The ramifications for electrical circuits are
* the supply potential difference, voltage, across each of the parallel resistances is common
* the total current entering and leaving parallel resistances is the same
* the sum of the currents in the parallel resistances adds to equal the current entering or leaving.
The above diagram is the electrical circuit equivalent of our rapids.
If we use the voltmeter across any of R1,R2 or R3, the value it shows will be the same.

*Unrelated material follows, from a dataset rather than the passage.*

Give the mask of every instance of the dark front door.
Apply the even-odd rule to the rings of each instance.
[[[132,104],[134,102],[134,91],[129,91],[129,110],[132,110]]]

also Itotal = I1 + I2 + I3
We can use these facts to find what single equivalent
resistance, Rtotal, will give the same current for the same
supply voltage. This is useful for further calculations in more complex
circuits.
Notice that this circuit has a great advantage
over the series circuit in that switches can be placed alongside each of
the resistances so they can be turned on and off separately. Household
circuits are of this design.
If the supply voltage remains fixed (which it does approximately for batteries and does closely for the 240V mains), then each additional appliance added in parallel will "demand" its own current additional to that already supplied to the other components.
More components, the larger the total current. (This does not fit the raft model at all well where the number of rafts is fixed so the total current appears fixed.)
In the above parallel system, each of the Fridge, pump and oven are being separately operated by the same battery. But it is a parallel system! The connecting "flat water" sections are the terminals on the top of the battery.
eg The battery shown above is 12V and is hooked up as shown to the above three car accesories at your camp site; pizza oven (resistance 15Ω ) , fridge (resistance 20Ω ) and pump (resistance 200Ω ). What total current is being demanded of the battery?
Solution; Each component has a current through it decided by V=IR.
For the pump V = I1R1, I1 = 12/ 200 = 0.06 amps
fridge V = I2R2, I2 = 12/20 = 0.6 amps
oven V = I3R3, I3 = 12/15 = 0.8 amps
thus the total current supplied by the battery
= 0.06 + 0.6 + 0.8 amps = 1.46 amps
THE TOTAL EFFECTIVE RESISTANCE of parallel resistances.
Looking at the schematic diagram,
Itotal = I1 + I2 + I3
but , V = I1R1= I2R2 = I3R3 , from the equations of resistance and the observation that the same voltage exists across all.
Thus, I1= V/R1 , I2 = V/R2 , I3 = V/R3
we substitute in the top equation, so getting
Itotal = V/R1 + V/R2 + V/R3
= V ( 1/R1 + 1/R2 + 1/R3 )
Now V = Itotal Rtotal, so Itotal = V/Rtotal
Again substitute, and we get
1/Rtotal
= 1/R1 + 1/R2 + 1/R3
This is a very useful equation.
For two only parallel resistors, the formula can be simplified to Rtotal = R1R2/(R1 + R2)
A power board is often used to create more power outlets in houses. Each socket is a new parallel branch so each new appliance has 240V across it but is still independently switchable.
Eg.
What current does the battery provide to the circuit?
Solutions.
Method 1
The system is in parallel, so the total resistance can be found to find the current.
1 = 1 +
1
+ 1
Rtotal R1 R2
R3
= 1/200 + 1/300 + 1/500
= (15 + 10 + 6)/3000 = 31/3000
Thus Rtotal = 3000/31 = 96.8 Ω
A single resistor of this value will replace the parallel system without changing the current drawn from the battery.
Thus the current drawn will be given by
I = V/R = 4/ 96.8 = 0.041 amps
Method two;
Calculate the current through each individual resistor with 4V across it and add. Try it .
Notice that the resistance DECREASES as more resistors are added in parallel. Each new channel for current means more current from the battery, the resistance in total must be decreasing. This is the opposite of series circuits where putting more in series decreases the total current, ie increases the total resistance.